Anywho, back then the Cameo theater showed new releases, and marines were dirt cheap. Not that it mattered since I was using my gift certificates. The two movies playing at the Cameo that weekend were “Single White Female,” and “The Gun in Betty Lou’s Handbag.” Being 13 and 14 year olds, seeing “Single White Female” was out of the question, so Betty Lou it was.
If you weren’t around back then, or completely forgot about the movie, “The Gun in Betty Lou’s Handbag” is a 1992 comedy film directed by Allan Moyle. The film stars Penelope Ann Miller, Eric Thal, Julianne Moore, William Forsythe, Cathy Moriarty and Alfre Woodard. The plot revolves around Betty Lou (Penelope Ann Miller), a shy librarian in a small town. Her husband Alex (Eric Thal), is a police detective who takes her for granted.
One day, after a local crime kingpin is mysteriously murdered, Betty Lou finds the murder weapon. But since nobody takes her seriously, she can’t get anyone’s attention. I can’t remember if people just ignored her, or if they didn’t take her seriously. Either way, Berry Lou gets pissed, and in a fit of frustration, fires the gun in a restroom.

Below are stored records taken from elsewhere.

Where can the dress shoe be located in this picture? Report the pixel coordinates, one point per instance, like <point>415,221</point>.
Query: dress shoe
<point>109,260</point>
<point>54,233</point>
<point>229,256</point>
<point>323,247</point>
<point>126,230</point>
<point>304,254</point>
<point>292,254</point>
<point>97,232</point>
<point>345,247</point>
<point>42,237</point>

Betty Lou then taken to the police station where for some reason, she insists she is the murderer of the crime lord. I don’t know why, but the local cops believe her, and suddenly people start payung attention to her. Behind bars, Betty Lou meets a variety of hardened and colorful criminals. But instead of intimidating her, they actually help her self-confidence grow. With a few tips and a makeover from the hookers in her cell block, Betty Lou on her way. Once she is released, she begins to dress, speak, and act differently.
Everything looks good for our once shy librarian, even Alex seems to like the new Berry Lout. But unfortunately for her, criminal friends of the victim assume she must have killed him because she wa his mistress. Now the bad guys all want a few words with Betty Lou, and they’ll stop at nothing to get answers.
Nick and I saw “The Gun in Betty Lou’s Handbag” on a weekday afternoon, so the theater was not crowded. I think we were the youngest people there, and I’m pretty sure nursing home field trip was there as well. Oddly enough, most of the older people in the room never laughed, or reacted to the movie. Maybe because back then the Cameo consistently had sticky floors, and it confused them. Or perhaps it was because the theater always tasted like it was a week old.
Meanwhile, Nick and I were laughing our heads off. But not because we found “The Gun in Betty Lou’s Handbag” funny. We laughed because this movie was so damn bad. In other words: we laughed at the movie, not because of it. Part of it was due to the thin plot, and how some stuff made little sense. Like they way the cops just accepted Betty Lou was the killer, and almost nobody seems to question the situation.
I wanted to like “The Gun in Betty Lou’s Handbag” because I liked Penelope Ann Miller from her work in “Kindergarten Cop” and “Big Top Pee wee.” I just wished she’d been given better material to work with here. To be fair though, my problems with “The Gun in Betty Lou’s Handbag” have nothing to do with Penelope Ann Miller. She’s easily the best part of this movie.
Even though Nick and I thought “The Gun in Betty Lou’s Handbag” was a massive disappointment, the day was not a total waste. After we got back to my apartment, my mom gave us money so we could buy some pizza. We walked across the street to a place called Olympic Pizza, and while we waited for our food, some teenagers threw a brick through the window.
One of Olympic’s owners ran after the vandals, only to trip on the sidewalk, after wich he fell ass first into the broken glass. Nick and I just looked at each other and it was like “Did all that just happen?” It sure did, and it was by far a better show than “The Gun in Betty Lou’s Handbag.”